Saturday, March 20, 2021

A Moveable Feast: The Restored Edition by Ernest Hemingway

 

I'd mentally filed Hemingway into the "Crusty Old Authors I Do Not Like" drawer after being bored to tears by THE SUN ALSO RISES and THE OLD MAN AND THE SEA in my youth, and did not touch the drawer again until my mom said, "Hey, you know what you should read? Hemingway's memoirs of 1920s Paris where he hangs out with F. Scott Fitzgerald and all these other famous people." And I thought, hmm, okay, might as well give it the old college try, if only for the inevitable poetic descriptions of the Seine and good wine.

A MOVEABLE FEAST honestly feels like it's been written by a totally different writer. There's a straightforward wistfulness to the writing that imbues the prose with a misty luminescence-- like a streetlamp in the fog. Hemingway writes about the literati hanging around Paris, turning it into their own snooty little writer's club. I had no idea that Gertrude Stein was such a snob, and the way he describes her describing her colleagues-- like a general recounting battles in which he has defeated other generals-- was just so colorful and striking. I found it fascinating how quickly he seemed to grasp the measure of people and cut right to the heart of who they are.

The food and wine descriptions are lovely, and I think people who have been to Paris and know firsthand how expensive it is now will be awed at how Hemingway and his wife were able to get by on so little. This is, first and foremost, a measure of an author struggling to balance his life of the fine arts with an ill-paying job that often leaves him hungry and poor. It's a bit romanticized, but there are unexpected brutal moments, too, such as him choosing to go for walks in the park during lunch hour in places that were far away from food so he wouldn't have to suffer.

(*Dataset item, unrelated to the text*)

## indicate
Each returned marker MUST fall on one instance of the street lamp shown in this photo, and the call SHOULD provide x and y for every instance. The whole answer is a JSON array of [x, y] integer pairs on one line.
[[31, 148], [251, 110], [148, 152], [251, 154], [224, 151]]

The two high points of this book for me were the utter dysfunctionality of the relationship between Zelda and Scott F. Fitzgerald, and learning that apparently Hemingway saw nothing wrong with leaving his favorite cat to babysit his child in the cradle. But I honestly loved the way this was written and while there were some repetitive parts, most of it left me feeling nostalgic for a time I never even lived through because the emotions in his writing were just so strong. I'd never really considered Hemingway a likable guy before but this book really makes him a compelling figure on paper. Color me impressed.